На город упал вязкий свет.

Как в замедленном фильме, Лидочка выбегает из института, сжимая в руках тюбик с краской, и перебегает дорогу. Машины расступаются, пропуская такую яркую невесомость, а девушка уже молотит каблучками по мосту. Черная река под ногами дышит тиной и холодом. Хмурый сероглазый парень смотрит прямо перед собой. Ему осталось пройти метров двадцать до моста.

Лида внезапно останавливается на втором пролете, подходит к ограде, всматривается в стальную решетку. Ряд ажурных секций между прозрачными стойками, орнамент в виде трезубца Нептуна с пальметкой, с двух сторон фантастические гипокамы с хвостами, вплетенными в растительную фигурную вязь. Но это все не то, она не поэтому остановилась… А почему?

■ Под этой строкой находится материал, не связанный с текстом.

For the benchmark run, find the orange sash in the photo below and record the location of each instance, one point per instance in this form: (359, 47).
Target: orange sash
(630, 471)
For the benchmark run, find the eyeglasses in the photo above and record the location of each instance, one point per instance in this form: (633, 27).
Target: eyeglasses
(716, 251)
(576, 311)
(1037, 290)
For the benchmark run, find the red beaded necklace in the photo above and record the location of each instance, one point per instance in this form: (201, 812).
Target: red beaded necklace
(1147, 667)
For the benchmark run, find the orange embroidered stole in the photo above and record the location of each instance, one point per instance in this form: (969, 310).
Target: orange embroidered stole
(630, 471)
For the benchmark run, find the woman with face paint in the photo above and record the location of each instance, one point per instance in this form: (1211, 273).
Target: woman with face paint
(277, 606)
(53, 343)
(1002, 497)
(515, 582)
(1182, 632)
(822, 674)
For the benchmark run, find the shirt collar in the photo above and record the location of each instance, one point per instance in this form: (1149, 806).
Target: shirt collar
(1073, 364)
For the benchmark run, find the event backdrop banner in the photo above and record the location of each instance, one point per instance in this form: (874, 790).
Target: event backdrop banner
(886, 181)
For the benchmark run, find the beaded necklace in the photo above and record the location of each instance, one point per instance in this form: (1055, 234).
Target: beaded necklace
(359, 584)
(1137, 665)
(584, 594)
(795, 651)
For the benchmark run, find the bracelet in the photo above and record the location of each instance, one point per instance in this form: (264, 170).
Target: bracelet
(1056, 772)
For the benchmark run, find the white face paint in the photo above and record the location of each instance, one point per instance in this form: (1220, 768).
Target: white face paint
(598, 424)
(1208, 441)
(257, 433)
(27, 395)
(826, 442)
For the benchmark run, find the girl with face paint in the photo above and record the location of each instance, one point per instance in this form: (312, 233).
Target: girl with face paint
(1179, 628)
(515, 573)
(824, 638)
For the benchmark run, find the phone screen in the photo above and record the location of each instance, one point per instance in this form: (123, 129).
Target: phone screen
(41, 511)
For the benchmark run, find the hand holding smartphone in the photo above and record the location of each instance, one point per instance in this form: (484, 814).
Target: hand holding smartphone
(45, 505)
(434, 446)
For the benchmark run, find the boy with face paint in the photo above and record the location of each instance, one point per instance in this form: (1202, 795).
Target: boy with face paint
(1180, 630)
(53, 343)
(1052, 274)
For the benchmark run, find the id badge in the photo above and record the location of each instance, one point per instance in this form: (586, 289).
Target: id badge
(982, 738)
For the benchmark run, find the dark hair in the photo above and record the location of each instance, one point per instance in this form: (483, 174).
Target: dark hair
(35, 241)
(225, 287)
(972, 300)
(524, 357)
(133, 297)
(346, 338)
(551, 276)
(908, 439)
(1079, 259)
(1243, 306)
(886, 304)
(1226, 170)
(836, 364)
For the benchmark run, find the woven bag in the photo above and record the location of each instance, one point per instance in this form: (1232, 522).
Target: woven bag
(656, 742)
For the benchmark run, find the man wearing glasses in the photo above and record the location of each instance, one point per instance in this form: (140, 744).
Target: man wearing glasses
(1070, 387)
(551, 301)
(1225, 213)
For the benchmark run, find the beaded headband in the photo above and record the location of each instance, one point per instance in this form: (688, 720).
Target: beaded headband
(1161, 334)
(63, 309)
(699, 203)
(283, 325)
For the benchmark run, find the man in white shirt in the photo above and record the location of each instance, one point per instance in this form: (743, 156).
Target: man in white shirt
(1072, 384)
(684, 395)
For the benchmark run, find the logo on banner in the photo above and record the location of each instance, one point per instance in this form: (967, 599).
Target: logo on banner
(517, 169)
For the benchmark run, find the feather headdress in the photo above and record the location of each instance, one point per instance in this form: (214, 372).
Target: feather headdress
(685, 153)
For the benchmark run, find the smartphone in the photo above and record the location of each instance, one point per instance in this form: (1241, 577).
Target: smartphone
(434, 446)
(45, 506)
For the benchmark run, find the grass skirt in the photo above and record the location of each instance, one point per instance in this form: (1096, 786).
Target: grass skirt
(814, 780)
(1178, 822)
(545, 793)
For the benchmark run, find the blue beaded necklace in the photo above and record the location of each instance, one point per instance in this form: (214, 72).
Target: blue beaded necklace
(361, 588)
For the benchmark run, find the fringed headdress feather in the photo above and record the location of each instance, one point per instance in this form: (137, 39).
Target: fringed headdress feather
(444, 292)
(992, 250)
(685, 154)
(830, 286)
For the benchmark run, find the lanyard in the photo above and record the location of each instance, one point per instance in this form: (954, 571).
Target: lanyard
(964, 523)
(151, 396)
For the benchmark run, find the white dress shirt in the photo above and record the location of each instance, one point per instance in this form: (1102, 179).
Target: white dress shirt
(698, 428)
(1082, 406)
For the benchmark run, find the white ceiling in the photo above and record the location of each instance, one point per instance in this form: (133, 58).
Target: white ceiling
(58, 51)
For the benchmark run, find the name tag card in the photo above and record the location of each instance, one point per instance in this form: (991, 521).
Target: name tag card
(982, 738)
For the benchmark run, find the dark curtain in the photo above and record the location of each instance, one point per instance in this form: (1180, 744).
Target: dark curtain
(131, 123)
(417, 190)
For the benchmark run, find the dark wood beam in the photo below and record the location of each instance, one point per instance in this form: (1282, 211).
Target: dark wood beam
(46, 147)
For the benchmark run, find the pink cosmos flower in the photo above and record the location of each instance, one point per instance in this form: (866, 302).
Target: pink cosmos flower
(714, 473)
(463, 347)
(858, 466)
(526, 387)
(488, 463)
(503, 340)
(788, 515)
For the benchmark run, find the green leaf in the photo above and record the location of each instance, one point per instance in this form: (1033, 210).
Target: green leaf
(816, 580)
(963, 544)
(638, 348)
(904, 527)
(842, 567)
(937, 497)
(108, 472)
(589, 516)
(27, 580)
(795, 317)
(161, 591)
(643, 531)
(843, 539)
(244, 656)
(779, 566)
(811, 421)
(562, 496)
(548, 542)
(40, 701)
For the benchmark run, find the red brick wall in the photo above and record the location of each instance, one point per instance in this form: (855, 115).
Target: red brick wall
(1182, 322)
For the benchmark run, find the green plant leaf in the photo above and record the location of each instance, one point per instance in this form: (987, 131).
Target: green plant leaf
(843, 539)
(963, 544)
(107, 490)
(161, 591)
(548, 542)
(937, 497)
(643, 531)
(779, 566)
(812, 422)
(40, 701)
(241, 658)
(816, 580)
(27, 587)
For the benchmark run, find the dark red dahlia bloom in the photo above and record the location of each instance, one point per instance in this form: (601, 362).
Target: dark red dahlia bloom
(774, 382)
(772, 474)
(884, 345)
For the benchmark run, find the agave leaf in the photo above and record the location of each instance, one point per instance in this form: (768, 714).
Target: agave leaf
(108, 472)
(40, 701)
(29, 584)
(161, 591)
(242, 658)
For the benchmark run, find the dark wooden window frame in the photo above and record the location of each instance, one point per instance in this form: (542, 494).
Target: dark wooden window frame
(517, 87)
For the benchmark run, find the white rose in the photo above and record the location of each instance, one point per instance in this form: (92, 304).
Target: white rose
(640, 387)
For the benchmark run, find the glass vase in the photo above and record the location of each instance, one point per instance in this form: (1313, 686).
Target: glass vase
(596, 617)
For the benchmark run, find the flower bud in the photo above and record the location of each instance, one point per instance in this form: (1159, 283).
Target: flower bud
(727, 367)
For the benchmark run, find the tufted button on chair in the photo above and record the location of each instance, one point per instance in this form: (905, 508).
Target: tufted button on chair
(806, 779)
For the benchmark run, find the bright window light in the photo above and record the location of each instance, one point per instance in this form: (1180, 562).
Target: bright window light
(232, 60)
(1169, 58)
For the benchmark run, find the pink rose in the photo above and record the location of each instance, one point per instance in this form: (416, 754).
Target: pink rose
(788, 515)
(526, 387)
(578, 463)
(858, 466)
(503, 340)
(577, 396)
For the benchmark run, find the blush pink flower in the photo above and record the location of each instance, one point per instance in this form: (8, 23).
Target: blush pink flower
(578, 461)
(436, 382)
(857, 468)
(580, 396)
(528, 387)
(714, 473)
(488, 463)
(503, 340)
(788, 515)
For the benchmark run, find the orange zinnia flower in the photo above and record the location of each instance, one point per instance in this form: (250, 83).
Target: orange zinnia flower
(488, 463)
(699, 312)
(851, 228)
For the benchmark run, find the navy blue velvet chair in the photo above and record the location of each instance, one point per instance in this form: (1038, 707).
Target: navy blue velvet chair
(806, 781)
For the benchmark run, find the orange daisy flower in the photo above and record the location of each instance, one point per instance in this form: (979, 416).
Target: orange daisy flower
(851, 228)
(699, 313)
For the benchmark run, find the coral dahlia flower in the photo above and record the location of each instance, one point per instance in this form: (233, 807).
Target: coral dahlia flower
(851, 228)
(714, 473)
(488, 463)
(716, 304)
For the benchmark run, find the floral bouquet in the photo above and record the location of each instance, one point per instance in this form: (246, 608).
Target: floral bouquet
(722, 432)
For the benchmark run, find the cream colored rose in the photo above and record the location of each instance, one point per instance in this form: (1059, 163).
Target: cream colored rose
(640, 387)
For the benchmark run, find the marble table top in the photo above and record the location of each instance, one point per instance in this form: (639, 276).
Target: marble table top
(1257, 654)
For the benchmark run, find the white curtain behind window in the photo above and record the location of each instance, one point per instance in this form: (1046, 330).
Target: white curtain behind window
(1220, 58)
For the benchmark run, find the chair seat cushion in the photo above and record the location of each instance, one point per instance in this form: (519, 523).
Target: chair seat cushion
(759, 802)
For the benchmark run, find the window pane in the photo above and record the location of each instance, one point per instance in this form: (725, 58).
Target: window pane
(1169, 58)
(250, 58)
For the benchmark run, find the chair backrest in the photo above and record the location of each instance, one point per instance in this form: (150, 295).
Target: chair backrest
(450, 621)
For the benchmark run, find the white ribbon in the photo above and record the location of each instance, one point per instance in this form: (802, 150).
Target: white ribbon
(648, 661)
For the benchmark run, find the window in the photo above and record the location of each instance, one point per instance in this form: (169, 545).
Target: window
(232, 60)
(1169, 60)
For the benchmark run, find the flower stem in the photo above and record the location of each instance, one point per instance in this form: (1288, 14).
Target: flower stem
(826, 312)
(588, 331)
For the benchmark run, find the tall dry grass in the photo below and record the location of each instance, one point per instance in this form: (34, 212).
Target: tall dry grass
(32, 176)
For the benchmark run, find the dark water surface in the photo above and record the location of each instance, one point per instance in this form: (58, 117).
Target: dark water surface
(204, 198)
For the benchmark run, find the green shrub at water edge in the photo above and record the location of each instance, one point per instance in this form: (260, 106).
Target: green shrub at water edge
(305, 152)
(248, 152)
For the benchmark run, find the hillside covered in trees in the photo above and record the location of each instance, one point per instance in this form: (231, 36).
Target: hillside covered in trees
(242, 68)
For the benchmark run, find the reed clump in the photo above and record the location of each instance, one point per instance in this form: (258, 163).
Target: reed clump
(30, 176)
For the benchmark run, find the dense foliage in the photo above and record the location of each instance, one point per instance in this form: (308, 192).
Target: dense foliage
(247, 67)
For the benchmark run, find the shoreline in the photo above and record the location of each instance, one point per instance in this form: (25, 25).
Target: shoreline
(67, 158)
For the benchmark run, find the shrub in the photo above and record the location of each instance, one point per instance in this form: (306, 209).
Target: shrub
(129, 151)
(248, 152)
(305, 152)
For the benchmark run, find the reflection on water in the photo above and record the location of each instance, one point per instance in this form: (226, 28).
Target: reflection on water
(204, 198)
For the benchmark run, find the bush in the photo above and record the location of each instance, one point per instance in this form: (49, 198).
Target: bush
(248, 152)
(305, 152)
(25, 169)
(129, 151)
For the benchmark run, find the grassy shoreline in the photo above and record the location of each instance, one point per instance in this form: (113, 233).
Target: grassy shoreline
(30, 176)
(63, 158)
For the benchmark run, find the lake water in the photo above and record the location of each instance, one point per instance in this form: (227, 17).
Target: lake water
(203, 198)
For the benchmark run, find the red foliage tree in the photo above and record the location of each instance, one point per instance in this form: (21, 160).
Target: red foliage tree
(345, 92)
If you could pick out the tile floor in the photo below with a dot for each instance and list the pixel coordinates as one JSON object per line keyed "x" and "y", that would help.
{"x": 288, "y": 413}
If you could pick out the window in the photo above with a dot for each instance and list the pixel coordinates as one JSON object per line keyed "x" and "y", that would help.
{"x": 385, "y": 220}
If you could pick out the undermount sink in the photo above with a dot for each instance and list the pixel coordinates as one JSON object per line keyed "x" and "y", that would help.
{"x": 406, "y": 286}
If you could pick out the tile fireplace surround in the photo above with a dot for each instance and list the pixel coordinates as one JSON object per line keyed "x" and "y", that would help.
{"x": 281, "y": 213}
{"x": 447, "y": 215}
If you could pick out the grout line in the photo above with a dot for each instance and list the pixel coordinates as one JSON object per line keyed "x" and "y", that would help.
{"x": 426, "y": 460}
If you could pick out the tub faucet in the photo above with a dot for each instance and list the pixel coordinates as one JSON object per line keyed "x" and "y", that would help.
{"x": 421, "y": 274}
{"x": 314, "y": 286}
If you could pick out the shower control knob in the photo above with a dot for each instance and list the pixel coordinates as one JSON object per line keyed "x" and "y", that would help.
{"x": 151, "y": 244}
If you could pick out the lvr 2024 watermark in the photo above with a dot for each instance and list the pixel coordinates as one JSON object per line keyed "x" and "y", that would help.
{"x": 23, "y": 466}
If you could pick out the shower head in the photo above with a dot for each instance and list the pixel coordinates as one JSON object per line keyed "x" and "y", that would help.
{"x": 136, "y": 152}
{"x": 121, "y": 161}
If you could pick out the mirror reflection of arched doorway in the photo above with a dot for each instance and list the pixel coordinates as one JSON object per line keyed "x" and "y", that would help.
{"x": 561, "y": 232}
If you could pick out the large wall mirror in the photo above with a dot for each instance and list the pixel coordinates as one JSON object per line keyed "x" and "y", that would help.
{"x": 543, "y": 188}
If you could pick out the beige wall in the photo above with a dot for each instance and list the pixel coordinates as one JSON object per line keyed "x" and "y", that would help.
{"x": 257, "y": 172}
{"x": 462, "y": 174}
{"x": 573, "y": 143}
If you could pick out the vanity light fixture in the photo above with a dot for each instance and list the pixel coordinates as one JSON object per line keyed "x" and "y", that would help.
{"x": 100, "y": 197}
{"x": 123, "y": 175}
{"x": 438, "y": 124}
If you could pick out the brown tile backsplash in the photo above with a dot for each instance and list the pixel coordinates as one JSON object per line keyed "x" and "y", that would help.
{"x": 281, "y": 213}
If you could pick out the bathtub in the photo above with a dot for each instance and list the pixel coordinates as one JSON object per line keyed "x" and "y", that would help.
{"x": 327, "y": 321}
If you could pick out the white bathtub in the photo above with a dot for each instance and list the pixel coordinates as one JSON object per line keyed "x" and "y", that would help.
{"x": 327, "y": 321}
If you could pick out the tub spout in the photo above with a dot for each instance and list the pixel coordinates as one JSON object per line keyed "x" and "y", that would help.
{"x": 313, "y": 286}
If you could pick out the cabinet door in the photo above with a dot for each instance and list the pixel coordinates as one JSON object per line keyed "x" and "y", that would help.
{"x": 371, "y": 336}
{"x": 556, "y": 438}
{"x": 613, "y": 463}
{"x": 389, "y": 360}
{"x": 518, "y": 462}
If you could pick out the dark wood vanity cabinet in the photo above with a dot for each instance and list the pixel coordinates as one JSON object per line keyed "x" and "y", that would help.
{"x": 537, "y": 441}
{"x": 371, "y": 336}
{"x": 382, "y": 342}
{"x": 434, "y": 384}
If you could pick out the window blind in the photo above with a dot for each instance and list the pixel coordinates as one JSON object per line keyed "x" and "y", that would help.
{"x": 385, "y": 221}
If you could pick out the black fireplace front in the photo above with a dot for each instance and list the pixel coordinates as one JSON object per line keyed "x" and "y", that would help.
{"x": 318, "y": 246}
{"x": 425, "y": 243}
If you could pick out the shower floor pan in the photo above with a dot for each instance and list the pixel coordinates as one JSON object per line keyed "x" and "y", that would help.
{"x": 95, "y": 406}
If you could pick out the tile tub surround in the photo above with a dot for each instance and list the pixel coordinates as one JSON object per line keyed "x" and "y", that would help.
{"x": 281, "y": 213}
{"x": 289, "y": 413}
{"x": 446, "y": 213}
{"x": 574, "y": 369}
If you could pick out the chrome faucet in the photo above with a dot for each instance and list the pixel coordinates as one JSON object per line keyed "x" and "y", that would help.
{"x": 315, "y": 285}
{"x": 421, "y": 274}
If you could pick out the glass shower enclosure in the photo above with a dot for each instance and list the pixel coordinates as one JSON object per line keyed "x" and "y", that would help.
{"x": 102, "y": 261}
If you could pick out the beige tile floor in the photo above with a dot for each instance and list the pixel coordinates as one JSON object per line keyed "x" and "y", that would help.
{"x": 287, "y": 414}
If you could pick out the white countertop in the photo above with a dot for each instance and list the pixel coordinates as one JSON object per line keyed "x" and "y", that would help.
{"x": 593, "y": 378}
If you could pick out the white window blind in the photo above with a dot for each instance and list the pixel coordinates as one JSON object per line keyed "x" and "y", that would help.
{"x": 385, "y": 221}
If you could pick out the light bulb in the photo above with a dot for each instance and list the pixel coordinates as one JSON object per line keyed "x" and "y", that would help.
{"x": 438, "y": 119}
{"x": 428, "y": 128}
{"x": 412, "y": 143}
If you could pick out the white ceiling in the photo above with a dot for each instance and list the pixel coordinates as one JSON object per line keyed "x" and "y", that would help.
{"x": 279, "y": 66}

Девушка рассеянно проводит рукой по лицу, пытаясь отогнать невидимый морок. Вдалеке золотится шпиль Петропавловской крепости, чуть дальше синеет небо над площадью Революции – в тон куполам снесенного собора. Лидочка никогда не видела Троице-Петровский собор, его снесли до ее рождения, но… Нет, дело не в соборе. А что еще?

Она вертит головой из стороны в сторону. Отчего-то учащенно бьется сердце и колкая вата проникает в ноги. Хочется подогнуть колени, сесть на теплый асфальт и громко смеяться… Отчего?

Петр уже у моста. Смотрит прямо перед собой. Ждет, когда загорится зеленый и светофор пропустит его… Становится труднее дышать, но это все похмелье, это пройдет. Зеленый. Он переходит дорогу, грузная духота хватает за горло сухими лапами, выступает пот на лбу, висках и пояснице… Ноги наливаются жидким цементом, непреодолимая сила вмагнитила Петра в гранитный угол между мостом и набережной, каждый шаг – с болью, усилием, он почти физически завяз в ярком свете апрельского дня. Но продолжает упрямо смотреть вперед и идти. Шаг. Другой. Еще один. Становится легче, легче…

Улыбка рассекла тонкие губы Лидочки, чистый хмель закипел в глазах. Это все весна? Это апрель сговорился с городом? Отчего так щемит сердце? Отчего так летать хочется? Со стороны порта раздался скрипящий протяжный гул. Девушка вздрогнула и на мгновение пришла в себя. Удивленно посмотрела на тюбик краски в руке, словно это «петербургский серый» во всем виноват.

Петр тяжело и угрюмо подходил к гранитным сфинксам. Молодые люди в очередной раз удалялись друг от друга, забыв о судьбе, забыв о предназначении, о таинстве снов. Упрямый чертик мироздания выворачивал алгебру любви наизнанку.